Mientras cada cual goza de la gran dicha de la amistad, de tarde en tarde logran atisbarse entre la gente, que parece ser cada vez más numerosa y bullanguera.
Como cualquier lector puede adivinar los sentimientos de Concha y Salvador, no haré el ridículo de intentar describirlos.
Digamos, mejor, que transcurre una hora, es más de la una, el bullicio es mucho, los ebrios numerosos, los amantes muy públicos, y Salvador se levanta en busca de su amiga. No la encuentra en un primer y largo rondín y se estaciona en la mesa que hace las veces de bar, donde toma un vodka y escudriña a bailantes, parlantes y deambulantes.
De pronto le parece verla en un grupo que apresta su partida, y se les aproxima, pero no, no es ella. Luego le parece escuchar sus hermosas y características carcajadas; pero no, tampoco es ella.
La alegría ajena comienza a atosigar a Salvador, que además empieza a sentirse estúpido, aunque no sepa exactamente por qué.
Lo que prometía ser una noche de risas y embriaguez con una mujer, amenaza con ser de amigos y bromas y borrachera.
-¿Te dieron esquinazo? -pregunta un amigo impertinente, y Salvador sólo levanta la mirada al cielo, como los turcos.
¿Qué siente y qué hace Conchita?, se preguntarán ustedes. Este narrador lo sabe; mas no lo dirá.
Salvador, como todos los que buscan con prisa, se enoja consigo mismo y con los que le estorban, y pro momentos raya en la agresión.
Y luego se tranquiliza, aunque valdría más decir que se desalienta, primero, y medio se conforma, después.
Y lo que le espera, se lo encuentra. Sí, es Conchita, quien se despide con gran alegría, del brazo de un hombre alto y flaco que mira en ese momento hacia otro lado.
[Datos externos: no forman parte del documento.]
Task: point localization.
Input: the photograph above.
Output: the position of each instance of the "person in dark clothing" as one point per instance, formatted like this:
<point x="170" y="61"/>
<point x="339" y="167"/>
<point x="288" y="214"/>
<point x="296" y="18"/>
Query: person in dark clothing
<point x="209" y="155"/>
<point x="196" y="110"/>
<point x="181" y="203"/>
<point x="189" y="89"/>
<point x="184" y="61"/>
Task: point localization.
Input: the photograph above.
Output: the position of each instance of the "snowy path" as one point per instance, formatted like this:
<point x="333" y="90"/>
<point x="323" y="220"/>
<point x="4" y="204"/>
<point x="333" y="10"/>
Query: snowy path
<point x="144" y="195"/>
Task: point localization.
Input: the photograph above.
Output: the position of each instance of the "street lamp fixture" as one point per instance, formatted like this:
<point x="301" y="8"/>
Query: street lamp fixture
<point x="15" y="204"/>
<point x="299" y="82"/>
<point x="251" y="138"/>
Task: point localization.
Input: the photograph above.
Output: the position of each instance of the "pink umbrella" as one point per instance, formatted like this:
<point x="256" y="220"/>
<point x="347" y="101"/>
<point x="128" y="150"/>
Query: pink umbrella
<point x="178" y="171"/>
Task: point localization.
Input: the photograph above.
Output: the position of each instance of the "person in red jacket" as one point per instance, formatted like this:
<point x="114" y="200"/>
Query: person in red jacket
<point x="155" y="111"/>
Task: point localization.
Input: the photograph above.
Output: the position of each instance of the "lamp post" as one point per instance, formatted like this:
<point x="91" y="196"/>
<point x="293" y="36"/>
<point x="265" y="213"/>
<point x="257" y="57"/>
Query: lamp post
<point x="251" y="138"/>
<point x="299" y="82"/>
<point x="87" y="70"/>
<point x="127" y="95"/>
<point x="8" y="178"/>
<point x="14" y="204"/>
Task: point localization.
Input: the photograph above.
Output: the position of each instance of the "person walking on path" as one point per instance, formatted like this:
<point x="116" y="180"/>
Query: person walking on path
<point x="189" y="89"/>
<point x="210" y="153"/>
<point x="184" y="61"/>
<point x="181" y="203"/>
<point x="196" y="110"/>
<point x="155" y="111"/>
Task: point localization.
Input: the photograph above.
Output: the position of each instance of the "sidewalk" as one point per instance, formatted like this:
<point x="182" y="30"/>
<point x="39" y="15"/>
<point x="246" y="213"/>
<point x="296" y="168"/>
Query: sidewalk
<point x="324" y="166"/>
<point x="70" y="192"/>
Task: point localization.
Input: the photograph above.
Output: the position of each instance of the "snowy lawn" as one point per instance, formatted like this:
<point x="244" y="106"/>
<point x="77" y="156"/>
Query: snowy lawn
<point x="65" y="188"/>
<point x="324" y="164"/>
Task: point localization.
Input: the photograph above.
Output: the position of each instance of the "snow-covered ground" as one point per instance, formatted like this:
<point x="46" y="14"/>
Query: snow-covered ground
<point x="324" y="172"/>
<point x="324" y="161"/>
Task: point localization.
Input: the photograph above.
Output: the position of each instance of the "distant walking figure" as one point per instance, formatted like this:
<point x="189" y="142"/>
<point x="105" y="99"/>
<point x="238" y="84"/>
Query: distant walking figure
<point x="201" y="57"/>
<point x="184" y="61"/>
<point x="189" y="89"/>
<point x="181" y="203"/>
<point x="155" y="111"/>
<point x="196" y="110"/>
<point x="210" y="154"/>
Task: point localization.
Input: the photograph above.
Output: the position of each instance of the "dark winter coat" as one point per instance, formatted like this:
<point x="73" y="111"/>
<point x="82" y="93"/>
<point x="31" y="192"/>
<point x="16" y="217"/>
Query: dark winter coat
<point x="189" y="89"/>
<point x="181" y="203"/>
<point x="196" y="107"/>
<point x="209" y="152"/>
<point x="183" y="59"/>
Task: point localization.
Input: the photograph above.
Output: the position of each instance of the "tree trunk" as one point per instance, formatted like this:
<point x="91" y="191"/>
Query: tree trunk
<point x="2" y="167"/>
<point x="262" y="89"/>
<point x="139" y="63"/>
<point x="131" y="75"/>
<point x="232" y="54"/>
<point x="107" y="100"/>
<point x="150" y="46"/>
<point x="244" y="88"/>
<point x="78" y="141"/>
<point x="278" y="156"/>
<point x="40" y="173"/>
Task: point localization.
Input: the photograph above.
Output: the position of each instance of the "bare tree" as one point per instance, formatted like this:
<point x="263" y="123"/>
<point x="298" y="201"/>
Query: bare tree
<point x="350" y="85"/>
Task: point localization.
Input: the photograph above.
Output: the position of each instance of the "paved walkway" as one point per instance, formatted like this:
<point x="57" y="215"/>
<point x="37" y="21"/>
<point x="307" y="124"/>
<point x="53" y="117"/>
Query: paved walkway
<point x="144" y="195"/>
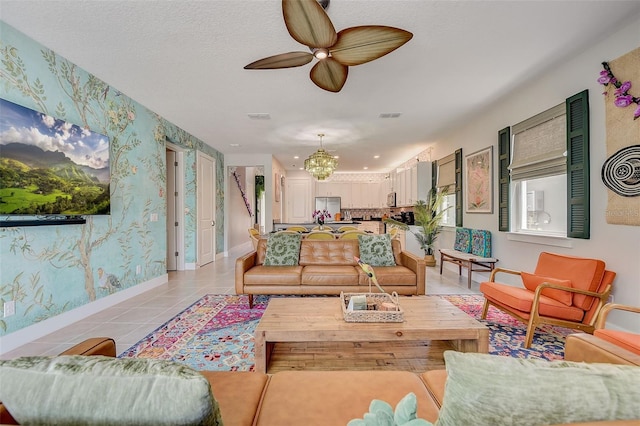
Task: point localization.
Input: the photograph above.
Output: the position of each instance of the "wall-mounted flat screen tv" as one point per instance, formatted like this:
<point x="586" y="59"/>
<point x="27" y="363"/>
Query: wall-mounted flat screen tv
<point x="51" y="167"/>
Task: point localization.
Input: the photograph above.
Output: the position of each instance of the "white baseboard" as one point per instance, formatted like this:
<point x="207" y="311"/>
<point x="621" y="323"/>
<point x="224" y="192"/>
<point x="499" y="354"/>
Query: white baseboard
<point x="33" y="332"/>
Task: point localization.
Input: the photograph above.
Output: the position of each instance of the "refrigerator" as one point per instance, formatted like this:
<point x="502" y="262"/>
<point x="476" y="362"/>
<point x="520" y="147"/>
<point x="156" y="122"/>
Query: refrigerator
<point x="332" y="204"/>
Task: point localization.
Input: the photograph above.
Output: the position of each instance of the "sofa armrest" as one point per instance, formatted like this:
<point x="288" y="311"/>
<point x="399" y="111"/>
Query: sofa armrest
<point x="243" y="264"/>
<point x="583" y="347"/>
<point x="417" y="265"/>
<point x="104" y="346"/>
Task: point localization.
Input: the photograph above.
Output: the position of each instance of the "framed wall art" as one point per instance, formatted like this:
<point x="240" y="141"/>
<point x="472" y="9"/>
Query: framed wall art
<point x="478" y="193"/>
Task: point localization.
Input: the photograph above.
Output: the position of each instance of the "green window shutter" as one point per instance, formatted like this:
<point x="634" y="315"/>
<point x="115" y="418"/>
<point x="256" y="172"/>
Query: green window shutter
<point x="504" y="156"/>
<point x="578" y="214"/>
<point x="459" y="187"/>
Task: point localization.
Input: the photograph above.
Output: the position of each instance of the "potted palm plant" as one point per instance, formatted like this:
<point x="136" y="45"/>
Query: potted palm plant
<point x="428" y="217"/>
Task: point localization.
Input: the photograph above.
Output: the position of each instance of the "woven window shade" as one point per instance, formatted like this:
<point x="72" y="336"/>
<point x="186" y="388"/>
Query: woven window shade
<point x="539" y="145"/>
<point x="446" y="172"/>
Salvador se detiene en seco, pasmado, aunque no del todo sorprendido, y mira a los ojos a Concha, que de pronto también lo afoca.
En los ojos de ella hay terror. ¿Es porque se le olvidó por completo Salvador? ¿O porque la muy hipócrita estaba segura de no ser vista al irse? ¿O acaso ese hombre es su pareja y estaban peleados hasta hace algunos minutos? ¿O, simplemente, se resultaron irresistiblemente atractivos y se arrebataron, se embelesaron? ¿O Salvador hubiera tenido que salvarla?
¿O qué?
El hombre alto se despide con una gran sonrisa (se nota que no pertenece a ninguno de los clanes del sarao, pero que no se siente ajeno) y se encamina a la salida, soltando a Concha, todavía ocupada en la prolongada ceremonia de los adioses.
Concha no le dirige la palabra a Salvador, pero -con un rápido movimiento rotatorio de los índices- le asegura que volverá.
La humillación y el desencanto se mitigan, la excitación crece: ella volverá, y mientras él la espera, la leña alimentará y alimentará el fuego.